How Solution-Focused Therapy Helps Families Reach Beyond the Problem
Sarah and Mitchell Martin – An illustration of the common relationship issues faced by young millennial couples
Early on a mid-January Saturday, Sarah and Mitchell Martin were each getting started with their plans for the day.
Sarah again caught herself thinking through their ongoing resolution to improve their relationship and increase the amount of quality time they could spend together.
A busy career-oriented couple, Sarah and Mitchell struggled to find the time they needed to connect in a deep way.
Frustration frequently emerged as an unhealthy type of argument filled with resentment and negative statements toward one another. Each had a different idea of what it might look like to work on strengthening their relationship, leaning on attempts to gradually persuade the other to employ their preferred strategy.
After each shared their concerns with close friends, Sarah and Mitchell agreed to pursue couples therapy, something that invoked feelings of uncertainty, anxiety, and reluctance for each of them. They struggled to make sense out of how it could be helpful to spend countless hours dwelling on problems rather than simply trying to move forward.
As the first session approached, they realized they had something important in common; it was the nervousness and unpredictability that seemed to grow as the date neared.
What Sarah and Mitchell discovered during their first session on a cloudy February afternoon couldn’t be more different from what they had imagined.
Together, they had concluded that they are more similar than different, bring valuable strengths to their relationship, and had managed to overlook important successes in the midst of preoccupation with problems.
To their surprise, it was these strengths and successes that helped guide them through the journey into their preferred future that therapy became over the next six months.
Shifting the paradigm
Beginning in the late mid-1900s, portrayals of therapy in film and television reinforced the stereotypical image of an unpleasant experience revolving around pathology, complex developmental and relational interpretations, and an overwhelming fixation on early childhood experiences.
This problem-focused view of the therapeutic process is what many families anticipate prior to their first experience in session.
However, what they find there is often quite different.
Solution-focused brief therapy
Solution-Focused Brief Therapy (SFBT) was initially developed by Insoo Kim Berg and Steve de Shazer in the late 1970s at the Brief Family Therapy Center in Milwaukee.
One of several therapeutic modalities developed during a period of discontentment with psychoanalysis, SFBT is a future-oriented approach that targets successes and possibilities rather than past problems.
It values the individual, couple, or family as the expert on their own life circumstances and the therapist as a newcomer who provides support from the sidelines as they learn about the family’s life and preferred future.
SFBT is a goal-focused approach, suggesting that goals are fluid and changing based on the family’s interpretation of their situation, as well as their evolving vision for the future.
The therapist uses a linguistic style known as solution-building to elicit more information about each of these items. Throughout this process, solution-focused therapists employ several techniques to facilitate a search for hidden solutions.
Building solutions
SFBT sessions typically begin with an exploration of what has improved or has gone well since the previous session.

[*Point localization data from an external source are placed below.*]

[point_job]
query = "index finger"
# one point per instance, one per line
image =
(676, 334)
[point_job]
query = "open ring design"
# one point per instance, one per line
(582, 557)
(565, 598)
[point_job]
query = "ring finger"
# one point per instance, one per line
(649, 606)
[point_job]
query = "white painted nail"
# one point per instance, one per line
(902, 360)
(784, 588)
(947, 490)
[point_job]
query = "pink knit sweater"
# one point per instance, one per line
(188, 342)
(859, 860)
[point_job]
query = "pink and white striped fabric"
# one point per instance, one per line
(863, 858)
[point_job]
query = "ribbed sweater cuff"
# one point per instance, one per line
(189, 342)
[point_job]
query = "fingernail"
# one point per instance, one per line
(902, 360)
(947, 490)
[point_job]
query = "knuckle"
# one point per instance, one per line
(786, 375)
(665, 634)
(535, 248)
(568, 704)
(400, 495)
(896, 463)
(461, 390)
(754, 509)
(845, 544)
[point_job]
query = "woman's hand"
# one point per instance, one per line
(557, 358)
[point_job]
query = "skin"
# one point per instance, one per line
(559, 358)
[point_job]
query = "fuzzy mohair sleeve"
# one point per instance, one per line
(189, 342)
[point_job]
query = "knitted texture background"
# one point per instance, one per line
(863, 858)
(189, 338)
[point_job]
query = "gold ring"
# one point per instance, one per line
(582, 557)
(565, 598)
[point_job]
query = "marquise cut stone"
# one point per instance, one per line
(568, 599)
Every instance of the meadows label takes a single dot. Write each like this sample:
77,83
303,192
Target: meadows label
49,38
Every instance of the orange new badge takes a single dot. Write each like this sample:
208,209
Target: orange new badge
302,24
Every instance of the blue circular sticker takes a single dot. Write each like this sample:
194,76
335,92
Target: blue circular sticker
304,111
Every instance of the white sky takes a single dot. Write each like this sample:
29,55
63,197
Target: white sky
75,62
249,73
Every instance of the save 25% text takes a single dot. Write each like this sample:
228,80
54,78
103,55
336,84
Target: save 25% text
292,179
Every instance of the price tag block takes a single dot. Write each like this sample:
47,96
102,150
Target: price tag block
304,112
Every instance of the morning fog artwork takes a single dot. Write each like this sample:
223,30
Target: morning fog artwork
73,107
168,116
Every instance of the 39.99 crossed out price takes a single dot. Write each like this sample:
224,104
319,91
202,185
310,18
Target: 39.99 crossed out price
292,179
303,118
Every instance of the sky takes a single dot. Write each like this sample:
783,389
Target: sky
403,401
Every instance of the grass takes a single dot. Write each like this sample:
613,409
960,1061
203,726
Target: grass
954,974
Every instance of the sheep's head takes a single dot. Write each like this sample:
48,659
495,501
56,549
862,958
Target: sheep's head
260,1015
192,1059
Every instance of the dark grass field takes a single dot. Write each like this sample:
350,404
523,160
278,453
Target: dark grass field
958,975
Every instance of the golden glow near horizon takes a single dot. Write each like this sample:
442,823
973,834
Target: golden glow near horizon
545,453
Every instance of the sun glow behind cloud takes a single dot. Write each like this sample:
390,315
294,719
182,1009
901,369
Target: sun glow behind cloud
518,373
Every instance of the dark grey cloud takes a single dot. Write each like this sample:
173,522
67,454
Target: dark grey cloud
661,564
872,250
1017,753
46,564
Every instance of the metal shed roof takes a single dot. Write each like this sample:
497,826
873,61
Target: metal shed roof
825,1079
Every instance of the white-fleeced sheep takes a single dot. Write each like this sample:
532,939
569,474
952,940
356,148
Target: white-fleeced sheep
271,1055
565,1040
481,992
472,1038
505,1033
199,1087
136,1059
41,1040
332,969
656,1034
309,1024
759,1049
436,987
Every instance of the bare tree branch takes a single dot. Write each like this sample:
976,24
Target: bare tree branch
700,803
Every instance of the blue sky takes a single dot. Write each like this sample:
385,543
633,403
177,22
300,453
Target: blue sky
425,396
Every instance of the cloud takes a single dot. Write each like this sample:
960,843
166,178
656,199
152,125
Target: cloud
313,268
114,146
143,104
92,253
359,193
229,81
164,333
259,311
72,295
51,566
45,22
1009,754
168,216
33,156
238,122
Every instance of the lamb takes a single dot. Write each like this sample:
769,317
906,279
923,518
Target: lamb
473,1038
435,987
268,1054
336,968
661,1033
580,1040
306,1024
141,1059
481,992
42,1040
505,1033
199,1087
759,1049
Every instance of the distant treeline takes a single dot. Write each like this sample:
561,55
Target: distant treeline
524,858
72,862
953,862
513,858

This is referred to as pre-session or intersession change and helps draw our attention to specific times when the problem is not occurring. These times, known as exceptions, serve as powerful tools for identifying individual and family strengths, resilience, and shared interests.
Those strengths act as the foundation of a search for past or present ways of coping that have led to improvement in one of several life domains, such as personal, familial, social, or vocational experiences.
Through scaling questions, the therapist helps family members regularly gauge their current and preferred satisfaction in each domain. Those responses, combined with the exceptions, strengths, and early solutions discovered together, are used to help the family illustrate how they see themselves and their interactions in their preferred future.
A carefully constructed miracle question helps to clarify their preferred future by highlighting what family members might notice if a problem-eliminating miracle secretly happened overnight.
Ongoing feedback, compliments, and recognition of progress by the therapist help empower family members to engage in weekly experiments, which involve taking steps toward the preferred future and reflecting on those steps in session.
Identify the important building blocks for a healthy future
A focus on each family’s desired future, exploration of their unique solutions, emphasis on times when the problem does not occur, and an empowering linguistic approach help SFBT stand out among related types of therapy as a strength-based option for families seeking a future-oriented therapeutic experience.
Much like other postmodern therapeutic modalities, SFBT values subjective experience, personal narratives, and strengths as important building blocks for a healthy future.